3. Self-Supervised Learning

Similar to Transfer Learning, Self-Supervised Learning obtains knowledge by solving a slightly different task and then adapting it to a small data problem.

For example, you can take a lot of OK images and create a puzzle-like grid to be sorted by a base model. Solving this dummy problem will force the model to acquire domain knowledge that can be used as a starting point in the small data task.

4. Few-Shot Learning

With Few-Shot Learning, the small data problem is reformulated to help the AI system learn an easier, less data-hungry inspection task while achieving the same goal.

In this scenario, AI is given thousands of easier inspection tasks, where each task has only 10 (or another similarly small number) examples. This forces the AI to learn to spot the most important patterns since it only has a small dataset. After that, when you expose this AI to the problem you care about, which has only a similar number of examples, its performance will benefit from it having seen thousands of similar small data tasks.

5. One-Shot Learning

One-Shot Learning is a special case of few-shot learning where the number of examples per class it has to learn from is one instead of a few (as in the example above).

6. Anomaly Detection

In Anomaly Detection, the AI sees zero examples of defect and only examples of OK images. The algorithm learns to flag anything that deviates significantly from the OK images as a potential problem.

7. Hand-Coded Knowledge

Hand-Coded Knowledge is an example in which an AI team interviews the inspection engineers and tries to encode as much of their institutional knowledge as possible into a system. Modern machine learning has been trending toward systems that rely on data rather than on human institutional knowledge, but when data isn’t available, skilled AI teams can engineer machine learning systems that leverage this knowledge.

8. Human-in-the-Loop

Human-in-the-Loop describes situations where any of the techniques listed above can be used to build an initial, perhaps somewhat higher error system. But the AI is smart enough to know when it's confident in a label or not and knows to show it to a human expert and defer to their judgment in the latter case. Each time it does so, it also gets to learn from the human, so that it increases accuracy and confidence in its output over time.

By using a combination of these approaches, manufacturers can build and deploy effective visual inspection models trained on as few as 10 examples.

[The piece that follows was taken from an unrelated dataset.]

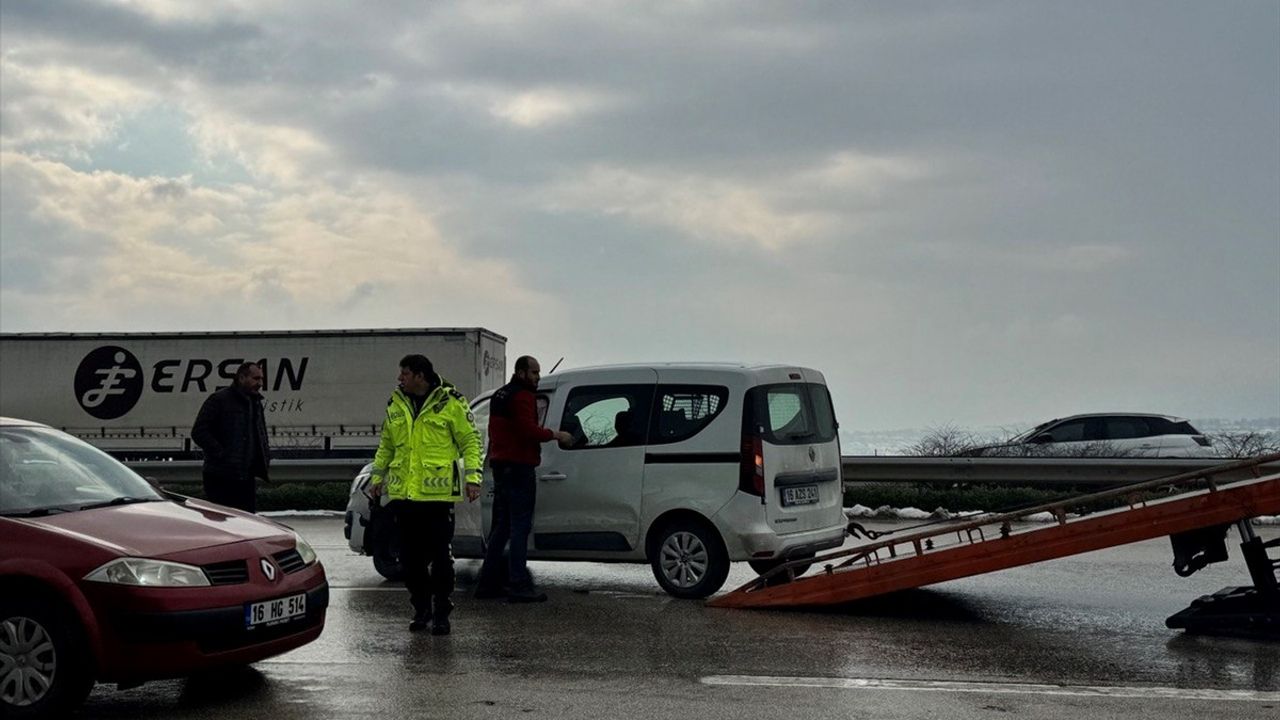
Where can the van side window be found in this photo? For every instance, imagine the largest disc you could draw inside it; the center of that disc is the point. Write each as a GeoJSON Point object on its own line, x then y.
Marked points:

Building systems with small data is important for breaking over millions of use cases in which only small datasets are available. For manufacturers, this minimizes the time, engineering effort, and data required to go live and create practical value from AI.

About the Author

Alejandro Betancourt

Alejandro Betancourt is the general manager of Landing AI Latinamerica and Sr. Machine Learning Tech Lead. Landing AI is a Silicon Valley-based company whose mission is to empower customers to jumpstart AI adoption and create practical value.

Alejandro holds a Ph.D. in Cognitive Environments from The Technical University of Eindhoven (The Netherlands) and The University of Genova (Italy). Alejandro has developed Innovation Programs and AI-systems for companies like Ecopetrol, Philips, the Development Bank of Latin America (CAF), Colombian Social Prosperity Department (DPS), EPM, among others. As a researcher, Alejandro has over 20 peer-reviewed publications.